Had the country's biggest banks worked in good faith with struggling homeowners under a mortgage modification program, the foreclosure crisis would have been sharply curtailed. But instead of giving homeowners fair consideration under the federal program, too many big banks served their own interests. Bank of America, the largest loan servicer in the program, sabotaged the modification effort by financially rewarding employees for foreclosing on homes and deceiving homeowners, according to a lawsuit. Relief was refused to thousands of people who should have qualified, leading to unnecessary suffering and dislocation. Federal regulators should have done a better job policing the banks. The financial sector will not do what is right on its own.

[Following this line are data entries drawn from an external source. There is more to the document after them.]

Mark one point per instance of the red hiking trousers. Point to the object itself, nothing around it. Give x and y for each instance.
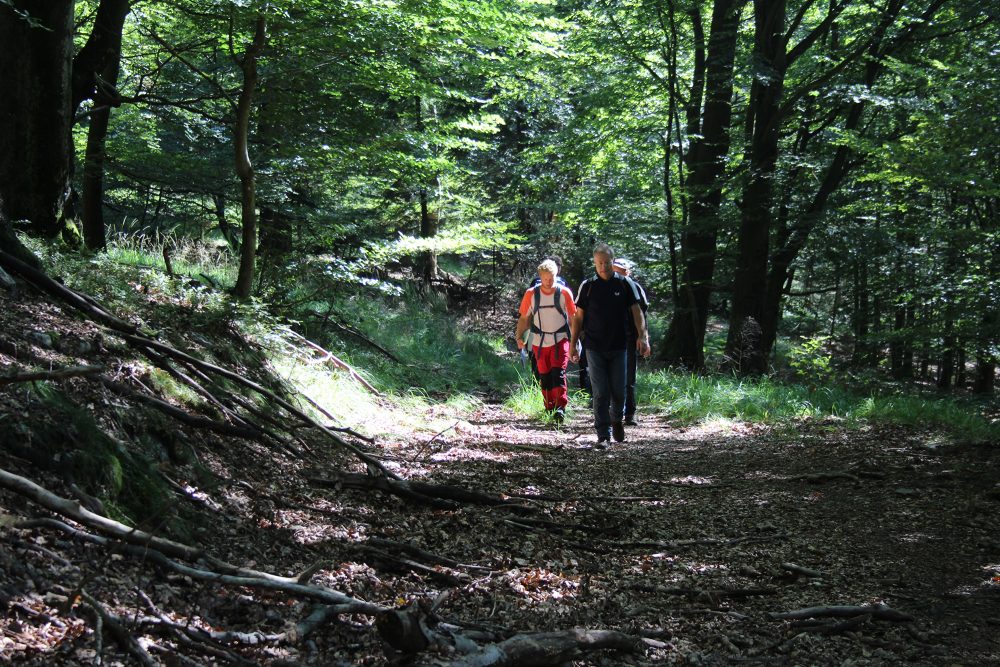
(552, 361)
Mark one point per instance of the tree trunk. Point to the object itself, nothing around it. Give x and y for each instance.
(686, 337)
(244, 168)
(747, 353)
(795, 239)
(860, 314)
(36, 151)
(100, 57)
(428, 221)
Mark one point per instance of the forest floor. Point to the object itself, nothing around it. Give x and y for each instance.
(693, 538)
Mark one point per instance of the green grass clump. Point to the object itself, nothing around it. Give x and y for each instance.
(694, 398)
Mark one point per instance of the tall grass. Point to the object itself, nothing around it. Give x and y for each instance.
(692, 398)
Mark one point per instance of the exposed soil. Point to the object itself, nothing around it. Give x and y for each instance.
(690, 537)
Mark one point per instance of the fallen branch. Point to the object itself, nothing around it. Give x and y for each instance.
(243, 577)
(833, 628)
(118, 631)
(436, 495)
(704, 541)
(141, 342)
(696, 593)
(337, 362)
(197, 421)
(804, 571)
(357, 334)
(60, 291)
(826, 476)
(54, 374)
(878, 611)
(547, 648)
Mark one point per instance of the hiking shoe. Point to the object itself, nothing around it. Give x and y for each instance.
(618, 431)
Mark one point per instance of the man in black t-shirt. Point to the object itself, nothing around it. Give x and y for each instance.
(601, 318)
(625, 268)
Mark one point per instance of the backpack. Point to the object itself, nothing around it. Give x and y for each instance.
(556, 303)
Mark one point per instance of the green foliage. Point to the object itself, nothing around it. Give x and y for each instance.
(694, 398)
(67, 439)
(810, 360)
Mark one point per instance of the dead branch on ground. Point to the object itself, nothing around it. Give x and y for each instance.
(879, 611)
(54, 374)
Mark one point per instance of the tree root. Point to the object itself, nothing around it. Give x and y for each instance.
(879, 612)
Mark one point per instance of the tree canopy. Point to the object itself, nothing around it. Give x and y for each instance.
(777, 164)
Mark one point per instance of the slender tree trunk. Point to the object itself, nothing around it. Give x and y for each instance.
(244, 167)
(428, 221)
(861, 314)
(747, 353)
(795, 240)
(686, 337)
(946, 368)
(102, 52)
(36, 152)
(986, 360)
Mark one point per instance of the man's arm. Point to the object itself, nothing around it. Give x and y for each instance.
(642, 344)
(575, 325)
(522, 326)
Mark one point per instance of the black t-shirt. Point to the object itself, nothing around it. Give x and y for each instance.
(605, 306)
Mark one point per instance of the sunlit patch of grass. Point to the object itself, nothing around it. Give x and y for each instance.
(526, 396)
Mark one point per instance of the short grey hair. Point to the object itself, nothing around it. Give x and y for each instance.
(548, 266)
(604, 249)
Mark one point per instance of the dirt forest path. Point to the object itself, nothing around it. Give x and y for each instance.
(699, 537)
(718, 545)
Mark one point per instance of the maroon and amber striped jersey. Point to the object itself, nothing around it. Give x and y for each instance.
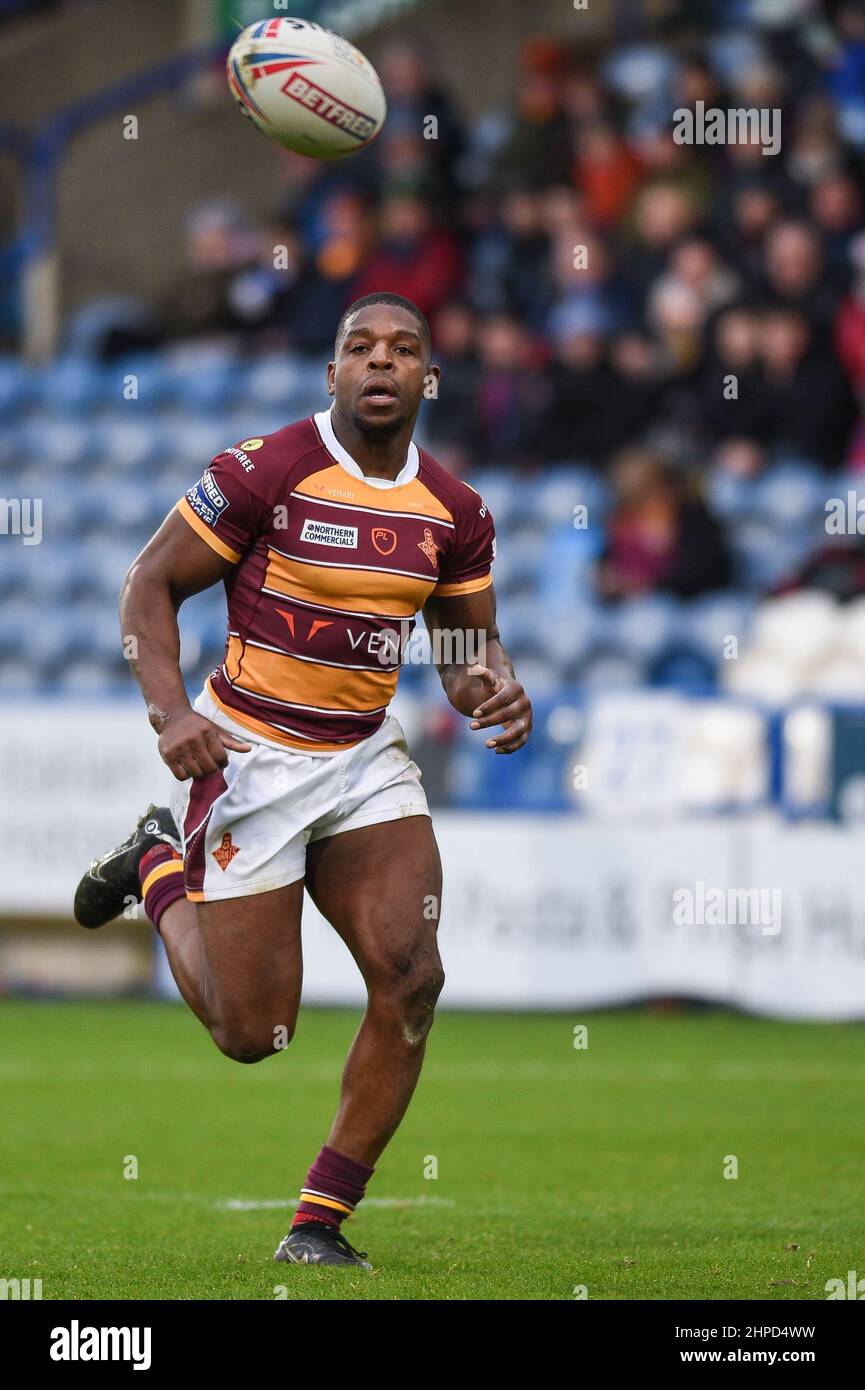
(330, 569)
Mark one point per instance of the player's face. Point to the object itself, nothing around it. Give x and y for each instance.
(380, 370)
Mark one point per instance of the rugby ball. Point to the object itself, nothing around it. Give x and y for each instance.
(306, 88)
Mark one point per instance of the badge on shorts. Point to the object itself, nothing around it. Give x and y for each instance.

Former employees of Bank of America say its practices were designed to defeat modifications under the government's Home Affordable Modification Program, the main federal program for helping homeowners avoid foreclosure by providing incentive pay to mortgage servicers to modify loans. Six former bank employees and one contractor, including former managers and rank-and-file workers, say that twice a month the bank used a procedure called a "blitz" to deny between 600 and 1,500 modifications to clear older files, regardless of the merits. To cover the bank's improper actions, they allege, the bank had employees justify denials with blatant falsehoods, such as claiming that the homeowner failed to submit required documentation.
Former bank collectors said they were rewarded for denying applications and moving homeowners into foreclosure with financial bonuses of $500 or gift cards to restaurants or retail stores. Bank of America claims all the former employee statements, which are part of a Boston-based federal class-action suit brought on behalf of homeowners, are full of inaccuracies.
But a study late last year by the Federal Reserve Bank of Chicago and other major financial regulation and academic institutions supports the allegation that many big bank mortgage servicing operations were woefully disorganized and understaffed, resulting in about 800,000 qualified homeowners being denied modifications under the program. According to the online investigative media outlet Pro Publica, which has been tracking problems in the loan modification program, Bank of America was much slower to modify loans than other big banks, many of which had slow loan servicing because they didn't invest in those departments.
Bank of America is also the focus of a warning letter from Florida Attorney General Pam Bondi earlier this month accusing the bank of delays and other noncompliance issues in mortgage modifications under the terms of the $25 billion national mortgage settlement.
Aggressive government oversight is an essential component of consumer protection. But in the cases of Bank of America and other large banks that participated in the loan modification program, regulators failed to ensure that the program worked as intended.